The Authorization to Release Information must always be signed whether the form is a Pre-Treatment
Estimate or a Payment Claim.
The dentist completes the Dentist Information section, including patient name. The dentist must sign the form. In lieu of completing this form, the dentist may attach his or her own standardized form to the UFT Welfare Fund Dental Form, provided that all required information, including the procedure codes, and the dentist’s signature appear.
2. Assignment of Benefits
The benefits to which you are
entitled will be paid to you unless you assign them. Sign
the “Authorization to
Assign Benefits” line if you wish payment to be sent
directly to your dentist (payment to SIDS participating
dentists is automatically assigned.) If you assign benefits,
you will be notified of the payments made so that you
know the portion of the bill not covered by this plan.
3. Pre-Treatment Estimate
A Pre-Treatment Estimate (which is an Advance Notice of
Dental Treatment) may be submitted along with Pre-
Treatment X-rays when the dental course of treatment
includes one or more of the following:
a. Periodontal Surgery
b. Inlays or Onlays
c. Crowns
d. Bridgework
e. Dentures
f. Laminate veneers
g. The expense for services provided in a ninety
(90) day period would exceed $500.
The Pre-Treatment Estimate Form must include all services to be provided in the course of treatment within a ninety (90) day period.
The completed Pre-Treatment Estimate Form, signed by you and your dentist, must be submitted to CIGNA before treatment is commenced in order to determine what benefits are available.
You and your dentist will each receive an Explanation of Benefits (EOB) from CIGNA delineating the services authorized.

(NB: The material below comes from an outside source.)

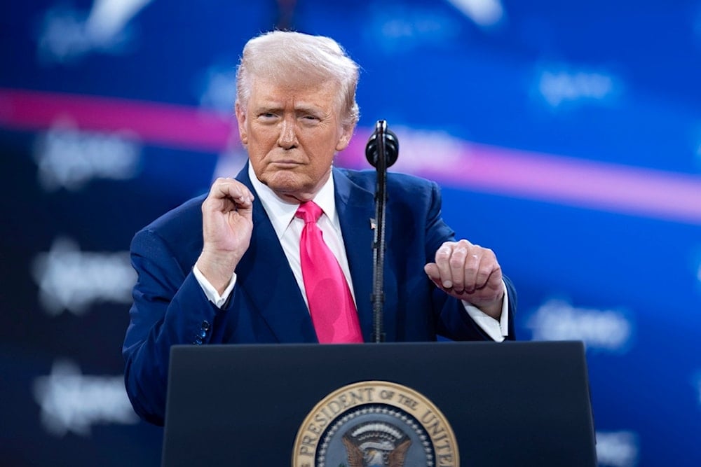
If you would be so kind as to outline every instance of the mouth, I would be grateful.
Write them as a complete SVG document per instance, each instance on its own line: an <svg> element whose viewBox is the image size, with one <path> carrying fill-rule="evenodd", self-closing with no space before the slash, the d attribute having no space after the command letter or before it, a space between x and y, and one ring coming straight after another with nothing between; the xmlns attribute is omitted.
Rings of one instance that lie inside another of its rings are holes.
<svg viewBox="0 0 701 467"><path fill-rule="evenodd" d="M302 163L297 161L292 160L291 159L283 159L282 160L274 160L271 162L271 165L276 165L278 167L294 167L299 165L302 165Z"/></svg>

NOTE: The Pre-Treatment Estimate only authorizes the work to be performed. To obtain benefits, a Payment Claim must be submitted after the work has been performed listing dates of service. No payment will be made if the patient is not eligible when services are rendered.
4. Periodic Submission of Claims.
Upon completion of treatment, a complete Payment
Claim Form must be submitted to CIGNA with appropriate
X-rays. If treatment continues over a long period of
time, your dentist may wish payment as the work progresses.
To be reimbursed on an on-going basis your dentist
can periodically file a Payment Claim Form, indicating
the work that has been performed to date, and the
charges. This process can be repeated during the duration
of treatment.
5. Important Information Regarding Claim Form.
The Payment Claim Form must be submitted within one
(1) year of the date of service. Be sure to sign the claim
form. Remember, it is the member’s responsibility to
ensure that all claims are submitted in a timely manner.
Claims submitted more than one (1) year after completion
of treatment will not be honored for payment.
Be sure to inspect the claim before it is submitted to ensure that the listed services were actually performed. Please be advised that your signature authorizes reimbursement for all dental procedures listed.
NOTE: Pre- and post-treatment X-rays must be submitted with the Payment Claim Form for root canal therapy and non-routine extractions.